Has anyone ever tried Pappasito's Seafood Enchiladas?

Does anyone have any idea how they make that creamy "wine" cheese sauce that they top them with? I think they put wine in it but aren't sure.

I think that stuff is delicious and would love to know how to make the sauce. i'd think it'd go good over just about any type of seafood.. crabs, fish fillets, crawfish, etc.


----------



## mywifeshusband

if you call papasitos and ask them they just might tell you


----------



## flatsfats

sounds like a spin off from Fromage Fort but it is usally served like a dip. this might give you some ideas:

http://www.foodnetwork.com/food/recipes/recipe/0,,FOOD_9936_28891,00.html


----------



## CoastalOutfitters

one with heavy cream , shredded swiss cheese and white wine, white pepper and a dash of nutmeg as i recall

simmered and reduced, 

had something to do with stuffed flounder topping


----------



## chickenkiller

White wine cream sauce that they use at pappasitos and Pappa deauxs.. They use it on most of the specials over seafood.
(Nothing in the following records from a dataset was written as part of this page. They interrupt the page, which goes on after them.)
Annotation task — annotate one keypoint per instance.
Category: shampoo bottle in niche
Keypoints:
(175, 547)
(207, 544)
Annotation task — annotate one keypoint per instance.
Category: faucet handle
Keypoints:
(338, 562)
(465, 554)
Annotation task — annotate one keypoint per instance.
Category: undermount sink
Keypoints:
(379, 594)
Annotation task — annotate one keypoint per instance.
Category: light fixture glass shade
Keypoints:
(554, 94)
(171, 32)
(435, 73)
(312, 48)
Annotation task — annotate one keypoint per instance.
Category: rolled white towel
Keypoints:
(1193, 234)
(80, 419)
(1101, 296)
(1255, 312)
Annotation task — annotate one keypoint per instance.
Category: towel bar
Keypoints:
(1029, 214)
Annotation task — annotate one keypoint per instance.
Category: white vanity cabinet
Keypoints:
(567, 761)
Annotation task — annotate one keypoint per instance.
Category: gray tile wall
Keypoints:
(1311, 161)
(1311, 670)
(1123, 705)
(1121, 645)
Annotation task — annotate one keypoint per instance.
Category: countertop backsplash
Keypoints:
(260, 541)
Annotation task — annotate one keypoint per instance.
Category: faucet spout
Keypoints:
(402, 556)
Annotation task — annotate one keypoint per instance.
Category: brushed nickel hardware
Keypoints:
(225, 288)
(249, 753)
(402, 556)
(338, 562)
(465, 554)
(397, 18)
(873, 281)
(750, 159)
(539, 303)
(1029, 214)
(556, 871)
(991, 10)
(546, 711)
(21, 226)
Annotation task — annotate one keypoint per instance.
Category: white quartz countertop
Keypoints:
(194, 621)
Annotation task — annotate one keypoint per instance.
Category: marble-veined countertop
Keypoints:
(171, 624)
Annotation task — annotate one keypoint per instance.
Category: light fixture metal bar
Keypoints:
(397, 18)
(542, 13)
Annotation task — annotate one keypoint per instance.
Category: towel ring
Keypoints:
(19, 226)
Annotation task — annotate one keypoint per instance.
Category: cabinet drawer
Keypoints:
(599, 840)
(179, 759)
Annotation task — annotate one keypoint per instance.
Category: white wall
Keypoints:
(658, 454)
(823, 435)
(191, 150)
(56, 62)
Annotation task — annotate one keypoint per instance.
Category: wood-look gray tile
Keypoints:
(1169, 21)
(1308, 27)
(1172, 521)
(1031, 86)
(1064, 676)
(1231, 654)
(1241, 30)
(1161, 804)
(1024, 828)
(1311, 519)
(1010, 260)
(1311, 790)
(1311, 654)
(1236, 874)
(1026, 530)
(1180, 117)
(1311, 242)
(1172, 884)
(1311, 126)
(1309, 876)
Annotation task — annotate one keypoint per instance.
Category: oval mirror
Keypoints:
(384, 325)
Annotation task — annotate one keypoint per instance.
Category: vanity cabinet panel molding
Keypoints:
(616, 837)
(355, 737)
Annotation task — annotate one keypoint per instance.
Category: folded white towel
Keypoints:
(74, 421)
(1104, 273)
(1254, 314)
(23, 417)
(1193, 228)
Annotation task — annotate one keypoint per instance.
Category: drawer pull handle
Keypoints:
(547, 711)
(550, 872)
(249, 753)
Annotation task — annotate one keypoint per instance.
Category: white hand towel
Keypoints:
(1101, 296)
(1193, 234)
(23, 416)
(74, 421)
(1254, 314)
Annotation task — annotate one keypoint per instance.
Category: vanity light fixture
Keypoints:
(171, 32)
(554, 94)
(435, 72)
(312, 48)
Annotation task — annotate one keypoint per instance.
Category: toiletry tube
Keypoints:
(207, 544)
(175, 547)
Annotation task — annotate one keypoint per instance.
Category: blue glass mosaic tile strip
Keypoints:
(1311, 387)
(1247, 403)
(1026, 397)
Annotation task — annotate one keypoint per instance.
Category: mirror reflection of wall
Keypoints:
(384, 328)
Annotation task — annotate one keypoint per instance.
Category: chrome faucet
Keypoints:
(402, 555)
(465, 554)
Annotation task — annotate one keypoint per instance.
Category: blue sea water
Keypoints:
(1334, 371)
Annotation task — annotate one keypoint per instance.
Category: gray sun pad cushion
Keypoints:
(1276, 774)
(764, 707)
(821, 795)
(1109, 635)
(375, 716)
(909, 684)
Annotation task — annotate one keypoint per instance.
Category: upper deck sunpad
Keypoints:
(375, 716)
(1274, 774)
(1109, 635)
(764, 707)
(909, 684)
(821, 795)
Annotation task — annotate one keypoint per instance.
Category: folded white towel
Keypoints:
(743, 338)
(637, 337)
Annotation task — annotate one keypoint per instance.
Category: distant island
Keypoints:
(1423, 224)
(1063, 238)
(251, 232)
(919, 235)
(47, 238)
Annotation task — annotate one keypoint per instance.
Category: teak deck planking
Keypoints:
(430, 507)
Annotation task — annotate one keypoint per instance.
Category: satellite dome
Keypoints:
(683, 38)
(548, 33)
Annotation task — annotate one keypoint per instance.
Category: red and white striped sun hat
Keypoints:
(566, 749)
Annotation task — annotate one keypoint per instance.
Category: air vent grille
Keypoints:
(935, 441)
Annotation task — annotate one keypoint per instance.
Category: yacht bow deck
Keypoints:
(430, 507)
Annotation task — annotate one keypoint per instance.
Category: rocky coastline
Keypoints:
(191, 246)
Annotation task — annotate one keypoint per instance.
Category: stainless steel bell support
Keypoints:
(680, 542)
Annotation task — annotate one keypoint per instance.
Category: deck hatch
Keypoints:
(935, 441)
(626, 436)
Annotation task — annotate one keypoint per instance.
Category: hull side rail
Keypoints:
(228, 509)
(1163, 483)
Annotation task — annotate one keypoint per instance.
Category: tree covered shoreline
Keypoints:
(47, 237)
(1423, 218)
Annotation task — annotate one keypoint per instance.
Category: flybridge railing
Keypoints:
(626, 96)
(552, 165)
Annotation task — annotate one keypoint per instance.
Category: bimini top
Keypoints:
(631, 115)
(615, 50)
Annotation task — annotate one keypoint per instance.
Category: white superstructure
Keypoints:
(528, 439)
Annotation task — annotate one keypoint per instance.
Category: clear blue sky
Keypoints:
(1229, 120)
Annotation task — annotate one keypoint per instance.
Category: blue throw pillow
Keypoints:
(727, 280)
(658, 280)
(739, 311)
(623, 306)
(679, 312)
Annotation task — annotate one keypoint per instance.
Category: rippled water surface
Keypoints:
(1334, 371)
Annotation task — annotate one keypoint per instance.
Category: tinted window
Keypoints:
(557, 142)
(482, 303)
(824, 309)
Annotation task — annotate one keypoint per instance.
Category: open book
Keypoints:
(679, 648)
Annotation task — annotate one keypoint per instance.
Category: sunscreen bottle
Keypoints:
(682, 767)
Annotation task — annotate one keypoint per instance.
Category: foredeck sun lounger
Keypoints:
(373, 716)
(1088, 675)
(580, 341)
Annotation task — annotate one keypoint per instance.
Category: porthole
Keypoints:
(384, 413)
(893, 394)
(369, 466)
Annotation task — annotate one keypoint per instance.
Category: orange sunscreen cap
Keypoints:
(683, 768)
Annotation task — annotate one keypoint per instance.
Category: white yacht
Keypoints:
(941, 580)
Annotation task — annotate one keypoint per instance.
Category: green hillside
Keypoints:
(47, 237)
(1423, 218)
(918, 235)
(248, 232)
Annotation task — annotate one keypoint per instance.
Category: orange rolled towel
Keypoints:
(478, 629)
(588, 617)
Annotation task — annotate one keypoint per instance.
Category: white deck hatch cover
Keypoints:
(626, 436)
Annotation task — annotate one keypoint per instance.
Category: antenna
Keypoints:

I have been looking for that one for a while. No luck yet..


----------



## Freshwaterman

> White wine cream sauce that they use at pappasitos and Pappa deauxs.. They use it on most of the specials over seafood. I have been looking for that one for a while.


that's the one!


----------



## waterspout

there are people trying to find it everywhere.. go look here through a few links. someone wil find sooner or later.

http://www.texasmonthly.com/phorum/read.php?f=1&i=1618&t=1618


----------



## GOTTAILCORNBREAD

www.copykat.com

has food from all kinds of popular restaurants.


----------



## Freshwaterman

I looked on that site and couldn't find it.sad4sm 

That stuff would be incredible on some grilled trout/red.


----------